I just wanted to move ahead. I was not happy in Milan. I was doing very well in my career, but my goal was never to become the editor in chief of Italian something. I wanted to travel, and to be where things happen. Somehow, they happen in New York first. I wanted to be at the center of the empire, not the provinces. Also, I was kind of already with [now-husband] David Maupin, and though he lived in Italy and had jobs there, his career was much more secure in New York.
How did you bid adieu to Self?
I was at Self for four or five years with Alexandra, and when she left, I worked with the new editor, Rochelle Udell. But she didn’t choose me, and I didn’t choose her. We were working together, but it wasn’t what we wanted.
But L’Uomo Vogue first lured you here.
I was the fashion editor and the design director at Westuff, my first magazine, though it was never a one-man show. I finished university and I didn’t really know what to do. I was stopped on the street by the fashion director of L’Uomo Vogue, who asked to take a picture of me. They took me to the studio and Mario Testino was there—he took the picture of me. I still have it somewhere!
How did that become a job?
L’Uomo Vogue wanted to hire me, but I still had my magazine, though I did want to write for them. They called me once and asked if I could do a story in London. I said, “Oh, yes, I am in London.” I was not! I interviewed with the editor in chief. I started as an assistant and a few months later they sent me to Nepal for two weeks for a shoot. I carried the bags and dressed the monks, and interviewed the king and local celebrities. It was a very homey thing! You have to make your own opportunities. I’ve been incredibly lucky through all my life, but luck is about being ready when opportunity shows up.
You created a mag in your twenties. Why was it called Westuff?
It was a typical Italian mis-use of the English language. “West Stuff”: stuff from the West. It was this idea of looking at Western culture, trying to connect the dots and show its complexity and relationships. In one issue, you could find John Galliano, Pier Paolo Pasolini, and Willem Dafoe.
Since you were still in school, how did you juggle class and running a mag?
Italian university is different. You don’t live on campus; there is no campus. You don’t really need to go take lessons if you don’t want to. You can just show up for your test and pass it.

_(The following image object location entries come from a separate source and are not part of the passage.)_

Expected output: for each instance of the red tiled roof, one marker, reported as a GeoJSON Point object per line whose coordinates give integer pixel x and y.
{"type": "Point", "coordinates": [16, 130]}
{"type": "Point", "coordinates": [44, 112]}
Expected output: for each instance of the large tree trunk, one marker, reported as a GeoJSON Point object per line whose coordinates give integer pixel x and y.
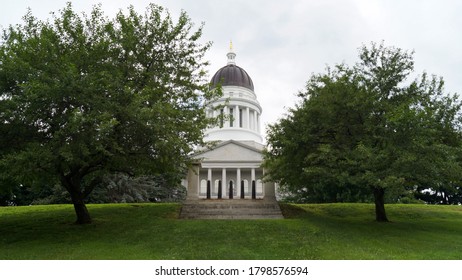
{"type": "Point", "coordinates": [72, 185]}
{"type": "Point", "coordinates": [379, 195]}
{"type": "Point", "coordinates": [83, 216]}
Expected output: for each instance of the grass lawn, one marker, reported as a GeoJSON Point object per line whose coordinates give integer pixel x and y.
{"type": "Point", "coordinates": [153, 231]}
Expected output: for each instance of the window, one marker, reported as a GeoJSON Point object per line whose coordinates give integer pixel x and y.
{"type": "Point", "coordinates": [231, 117]}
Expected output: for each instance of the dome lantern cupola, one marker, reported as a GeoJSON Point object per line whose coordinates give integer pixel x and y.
{"type": "Point", "coordinates": [240, 105]}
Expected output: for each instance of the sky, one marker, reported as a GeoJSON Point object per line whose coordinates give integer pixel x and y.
{"type": "Point", "coordinates": [282, 43]}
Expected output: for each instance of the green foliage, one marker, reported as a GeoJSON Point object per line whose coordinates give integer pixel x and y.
{"type": "Point", "coordinates": [82, 96]}
{"type": "Point", "coordinates": [364, 130]}
{"type": "Point", "coordinates": [120, 188]}
{"type": "Point", "coordinates": [152, 232]}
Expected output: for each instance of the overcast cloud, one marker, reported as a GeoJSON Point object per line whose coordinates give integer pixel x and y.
{"type": "Point", "coordinates": [281, 43]}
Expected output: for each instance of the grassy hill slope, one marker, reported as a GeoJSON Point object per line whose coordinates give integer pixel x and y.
{"type": "Point", "coordinates": [153, 231]}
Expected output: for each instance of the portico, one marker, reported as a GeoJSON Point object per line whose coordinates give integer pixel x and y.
{"type": "Point", "coordinates": [226, 180]}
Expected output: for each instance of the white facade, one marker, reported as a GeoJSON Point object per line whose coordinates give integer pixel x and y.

Got any artistic side endeavors these days?
I’m working on a big project that I’m very proud of! It’s an exhibit opening in Rome on November 29, the first big fashion exhibition at the MAXXI Museum. The exhibit is titled Bellissima: Italy and Alta Moda 1945-1968 and looks at the work of Italian designers like Schuberth, Sorelle Fontana, Mila Schön, Roberto Capucci, and Valentino in the context of Italian cinema—Antonioni, Fellini, Visconti—and Italian contemporary art, like Fontana, Capogrossi, and Alviani.